Hybrid Question Answering with Transformers

A dual model system for answering questions based on business context. Scalable across lengthier contexts.

The way this system functions is,

Business context is first categorized into features like "feature X can do", "feature X can't do" and capabilities as sentences.
Then the classifier model is trained on this dataset to learns to pay attention in categorizing "feature X" and it's possiblity "can do"/"can't do".
Then the trained category predicted is selected to load the feature capability sentences.
The capability sentences and the question is passed to DeBERTa v3 to extract the relevant answer.
Possibility (Yes/No) + answer is finally combined together.

Benefits of this approach:

Large contexts are broken to smaller categorized contexts = scalability, better understanding of data.
Classifier predicting context category supports DeBERTa v3 to quickly load the context data.
Trained categorized context reused for question answering.
Classifier is trained on context only, therefore questions asked does not need to be trained separately.
Not fully dependent on DeBERTa v3, and another answer extraction model like RoBERTa can be used instead.
Sanitizing question to work on trained vocabulary only.

Refer Model Simplified Flowchart for more details on how the 2 models work together.

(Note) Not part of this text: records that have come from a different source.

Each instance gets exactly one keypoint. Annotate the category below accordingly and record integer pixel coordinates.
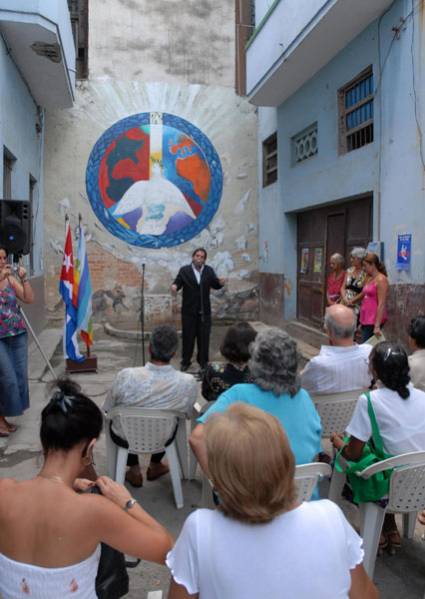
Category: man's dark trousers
(196, 312)
(199, 328)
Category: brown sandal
(394, 539)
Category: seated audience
(276, 390)
(261, 542)
(400, 414)
(220, 376)
(51, 535)
(417, 345)
(342, 365)
(157, 385)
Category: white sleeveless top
(19, 580)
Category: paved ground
(399, 576)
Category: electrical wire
(415, 99)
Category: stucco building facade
(171, 64)
(37, 74)
(341, 86)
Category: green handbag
(377, 486)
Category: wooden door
(336, 228)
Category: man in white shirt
(342, 365)
(417, 345)
(157, 385)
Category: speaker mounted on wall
(15, 226)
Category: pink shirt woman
(335, 280)
(373, 310)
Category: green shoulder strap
(376, 435)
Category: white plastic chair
(307, 477)
(147, 431)
(406, 496)
(335, 410)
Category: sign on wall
(154, 180)
(404, 251)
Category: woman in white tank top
(50, 534)
(260, 542)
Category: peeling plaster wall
(163, 40)
(170, 57)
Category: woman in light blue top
(276, 390)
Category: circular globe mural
(154, 180)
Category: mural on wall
(154, 180)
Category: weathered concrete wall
(166, 57)
(271, 291)
(18, 119)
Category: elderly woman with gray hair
(335, 279)
(355, 278)
(276, 390)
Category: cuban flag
(83, 291)
(66, 288)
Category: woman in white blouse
(260, 542)
(400, 414)
(50, 534)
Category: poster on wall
(404, 251)
(304, 260)
(318, 260)
(154, 180)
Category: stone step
(305, 333)
(305, 349)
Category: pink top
(334, 285)
(369, 305)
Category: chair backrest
(335, 410)
(307, 476)
(407, 484)
(146, 430)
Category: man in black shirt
(196, 279)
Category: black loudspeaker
(15, 226)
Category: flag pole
(80, 232)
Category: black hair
(372, 258)
(200, 250)
(163, 343)
(389, 362)
(235, 345)
(417, 331)
(69, 418)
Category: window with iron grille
(304, 144)
(270, 160)
(356, 112)
(79, 13)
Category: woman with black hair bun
(417, 345)
(220, 376)
(400, 414)
(51, 533)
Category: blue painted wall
(390, 167)
(18, 118)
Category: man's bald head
(340, 324)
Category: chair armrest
(414, 458)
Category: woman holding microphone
(14, 395)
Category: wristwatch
(129, 504)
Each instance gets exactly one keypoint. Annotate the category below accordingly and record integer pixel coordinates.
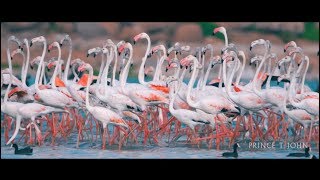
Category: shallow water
(88, 150)
(180, 150)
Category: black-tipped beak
(238, 109)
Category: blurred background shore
(88, 35)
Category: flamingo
(104, 115)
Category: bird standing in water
(232, 154)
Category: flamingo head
(140, 36)
(207, 47)
(187, 60)
(54, 44)
(51, 64)
(17, 51)
(219, 29)
(148, 70)
(215, 60)
(76, 61)
(257, 42)
(289, 44)
(230, 47)
(108, 42)
(93, 51)
(83, 67)
(66, 37)
(296, 50)
(15, 39)
(104, 50)
(158, 48)
(121, 46)
(255, 59)
(19, 91)
(286, 59)
(172, 65)
(40, 39)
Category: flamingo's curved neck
(225, 38)
(113, 49)
(124, 73)
(58, 64)
(105, 71)
(144, 59)
(205, 79)
(242, 68)
(27, 63)
(101, 68)
(87, 89)
(305, 73)
(191, 82)
(255, 78)
(66, 71)
(10, 83)
(228, 83)
(219, 76)
(40, 65)
(158, 73)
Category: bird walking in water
(305, 154)
(232, 154)
(24, 151)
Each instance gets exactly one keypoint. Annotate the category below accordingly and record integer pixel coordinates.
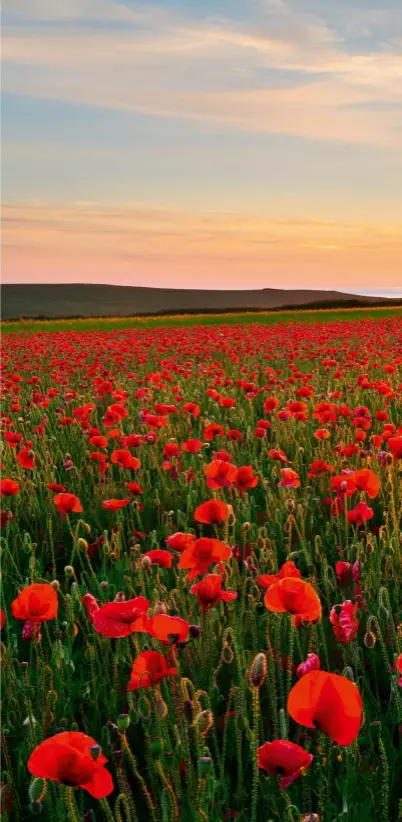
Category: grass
(264, 317)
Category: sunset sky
(203, 143)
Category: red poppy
(344, 621)
(284, 757)
(329, 702)
(54, 486)
(149, 669)
(160, 557)
(67, 504)
(74, 759)
(26, 458)
(180, 541)
(118, 619)
(288, 570)
(290, 479)
(8, 488)
(37, 603)
(167, 629)
(115, 504)
(360, 514)
(192, 446)
(366, 480)
(245, 478)
(312, 663)
(201, 554)
(209, 592)
(220, 474)
(294, 596)
(212, 511)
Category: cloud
(287, 73)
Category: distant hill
(81, 300)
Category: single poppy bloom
(220, 474)
(360, 514)
(26, 458)
(149, 669)
(284, 757)
(201, 554)
(160, 557)
(37, 603)
(212, 511)
(329, 702)
(115, 504)
(245, 478)
(294, 596)
(180, 541)
(344, 621)
(8, 488)
(288, 570)
(67, 504)
(290, 479)
(366, 480)
(118, 619)
(74, 759)
(209, 592)
(169, 629)
(192, 446)
(56, 487)
(312, 663)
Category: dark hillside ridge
(85, 300)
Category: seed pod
(204, 722)
(258, 670)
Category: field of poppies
(201, 573)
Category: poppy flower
(74, 759)
(201, 554)
(209, 592)
(115, 504)
(192, 446)
(8, 488)
(220, 474)
(160, 557)
(312, 663)
(294, 596)
(366, 480)
(245, 478)
(180, 541)
(67, 504)
(290, 479)
(329, 702)
(118, 619)
(167, 629)
(149, 669)
(212, 511)
(284, 757)
(288, 570)
(344, 621)
(360, 514)
(395, 447)
(37, 603)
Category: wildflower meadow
(201, 573)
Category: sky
(203, 143)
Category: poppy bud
(369, 639)
(95, 751)
(258, 670)
(123, 721)
(204, 764)
(156, 747)
(82, 544)
(188, 711)
(204, 721)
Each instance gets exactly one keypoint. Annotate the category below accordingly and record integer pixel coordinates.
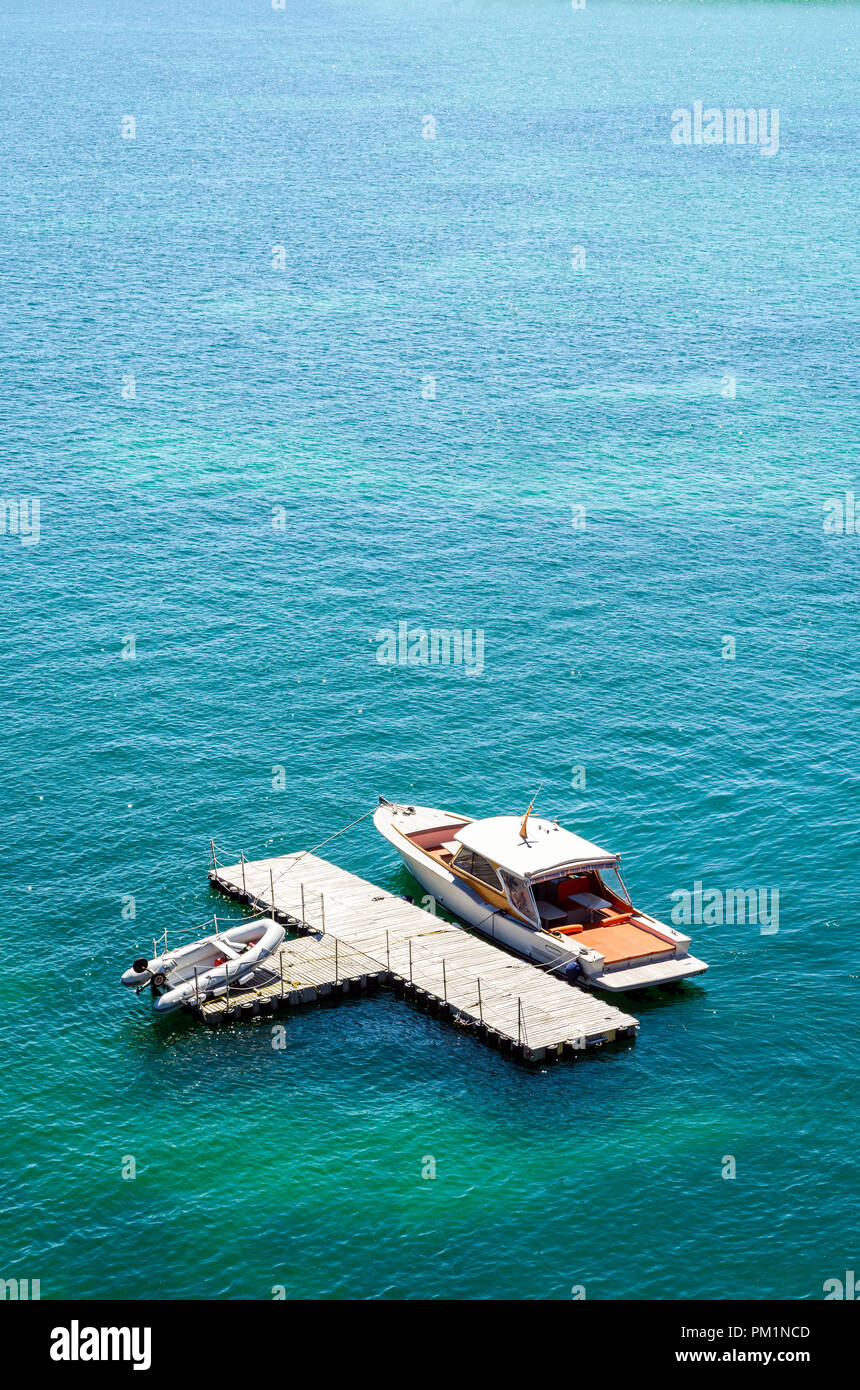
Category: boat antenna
(524, 826)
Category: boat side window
(478, 868)
(518, 895)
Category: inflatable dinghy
(204, 968)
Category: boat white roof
(548, 845)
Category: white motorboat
(539, 890)
(204, 968)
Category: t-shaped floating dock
(359, 933)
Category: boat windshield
(613, 880)
(520, 895)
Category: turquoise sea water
(302, 388)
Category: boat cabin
(549, 877)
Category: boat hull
(564, 955)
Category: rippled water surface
(307, 388)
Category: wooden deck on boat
(505, 1000)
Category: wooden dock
(503, 998)
(302, 972)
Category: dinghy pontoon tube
(234, 955)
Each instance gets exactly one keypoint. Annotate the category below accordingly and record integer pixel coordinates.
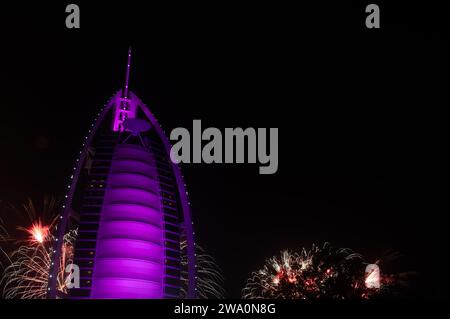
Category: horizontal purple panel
(131, 195)
(131, 212)
(115, 288)
(129, 179)
(131, 229)
(129, 248)
(132, 151)
(133, 166)
(129, 268)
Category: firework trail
(4, 236)
(28, 274)
(312, 274)
(209, 275)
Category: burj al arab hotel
(128, 202)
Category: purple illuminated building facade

This project contains the dataset used to train, in directory /data/cat2context_train.json, this dataset can be modified to fit the business context.
And the test dataset is in /data/cat2context_test.json, this contains questions to see how well the model has learned the category and possiblity.

This is the project structure:

├───api
│       model_blueprint.py
│       model_init.py
│       model_schema.py
│
├───data
│       cat2context_test.json
│       cat2context_train.json
│       context_mapper.json
│       dataset_loader.py
│       deberta_train.json
|       inference_test.json
│       word_alias_mapper.json
│
├───docs
├───fine_tuned_models
├───huggingface_model
│
├───model
│       classifier_model.py
│
├───output
│   └───models
│       │   classifier_591_68_75.pt
│       │   classifier_597_63_63.pt
│       │   english_dictionary_591_68_75.json
│       │   english_dictionary_597_63_63.json
│       │   english_list_591_68_75.json
│       │   english_list_597_63_63.json
│       │   training_curves_591_68_75.json
│       │   training_curves_597_63_63.json
│       │
│       ├───onnx
│       │       .gitignore
│       │       classifier_597_63_63.onnx
│       │
│       └───tensorrt
│               classifier_597_63_63-4.trt
│               classifier_597_63_63-5.trt
│
├───scripts
│       add_path.py
│       analyze_classifier.py
│       classifier_to_onnx.py
│       classifier_to_trt.py
│       context_loader.py
│       context_loader_trt.py
│       deberta_finetune.py
│       dev_api.py
│       inference.py
│       inference_onnx.py
│       inference_trt.py
│       qa_to_onnx.py
│       qa_to_trt.py
│       train_classifier.py
│    
└───util
        helper.py

Getting started guide

Based on Python version 3.13.2

This repository includes a backend API for continous inference and testing purposes, after the steps from 1 to 4 below are completed, skip to Dev API Inference section.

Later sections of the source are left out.